I've had Horris pains in the sinuses around my forehead and ears like a squeasing, swollen pain which is not nice and I'm hoping it isn't the medication causing it but instead is the residue of the bug I had. I feel a bit sluggish and still a bit woozy. I am hoping that I'm not reacting to the meds though I would have thought if I was going to then I would have done so before now especially as I've been taking it for just over a week.

As you say, the woozyness is terrifying and when it lingers, or when it catches me if I move or stand up it frightens me and I begin to panick that something is wrong....that is my undoing really.
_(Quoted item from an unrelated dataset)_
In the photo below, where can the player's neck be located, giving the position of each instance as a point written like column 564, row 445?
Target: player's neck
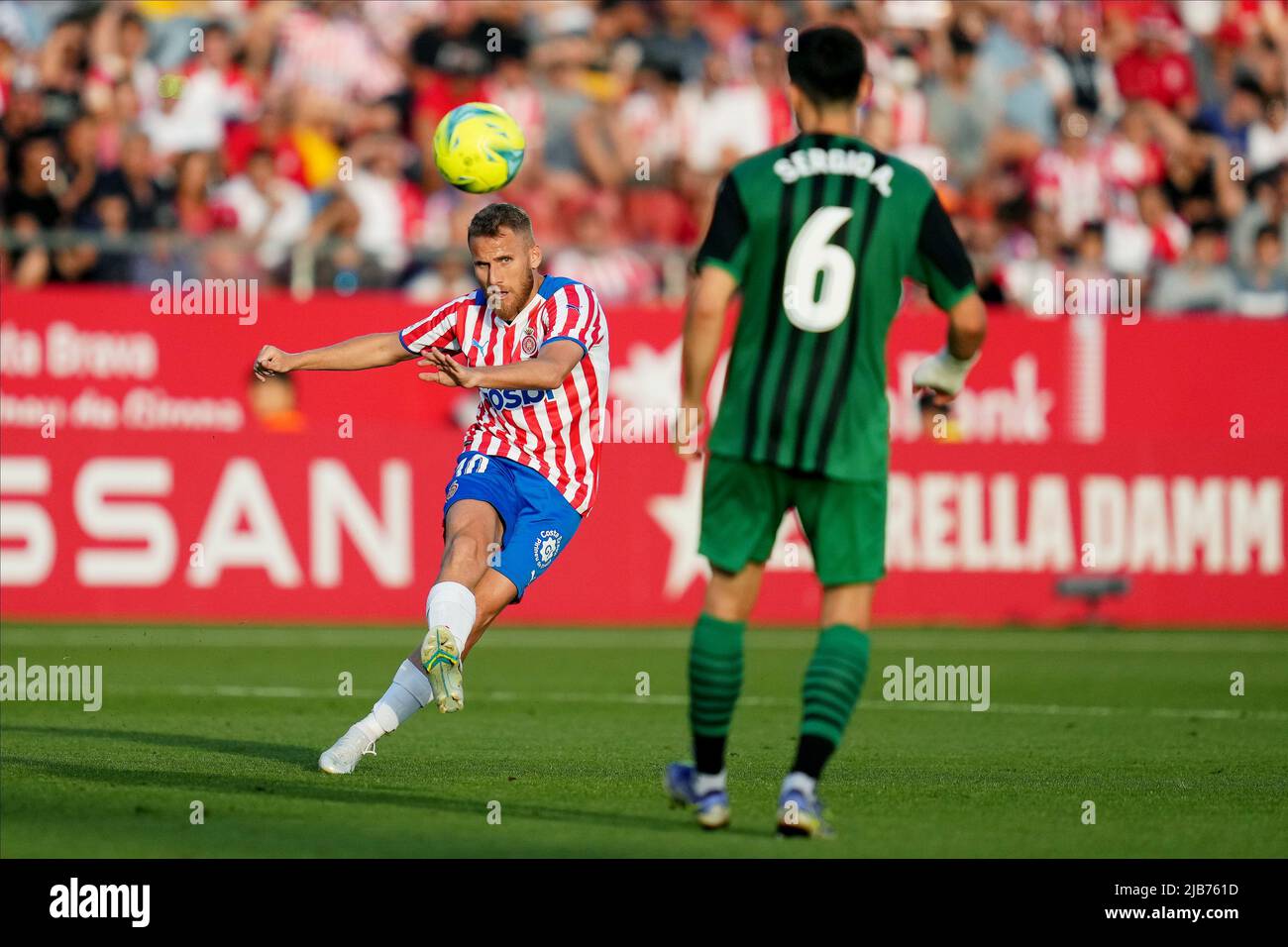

I'm desperately trying to remain calm and to not panick... To keep on the right track and see it through. I am quite anxious about my up coming GP appointment, in case she sends me off for tests... I'm still frightened that I have something wrong but I'm not so homed in on the one thing now... Not sure if that is good or bad! Lol

Not Horris pains... Horrid ones instead! Lol

Yes I remember you saying! Hello again and sorry to hear you too are still battling with it perhaps when your inner ear is put out of balance it can take a long time to heal... I have been wondering this myself. It doesn't make it any less worrying though so you have my sympathy!!! X

You're never a nuisance, friend. We're all here for each other. I hope you begin to feel less and less anxious. If you ever need to chat, I'm usually around. (:

Peace...

Strength in numbers, right?

This is our gathering place

You're never being a nuisance on this particular forum, Sillymop. Isn't the idea that everyone helps one another?

Have you been tested for Meniere's Syndrome or Meniere's Disease?

They both cause dizziness but nausea is usually a factor as well.

Chrissie

 

No I haven't, I am ashamed to say that I don't know what this is. And yes it does sometimes make me feel queasy

Thank you, that is very kind of you the same applies to you!! I am often here

Don't be ashamed, Mopsy. Google them (I rarely say that) as it's the quickest way to find out if you've got either of them - oh and they don't kill you or anything so don't get into a panic.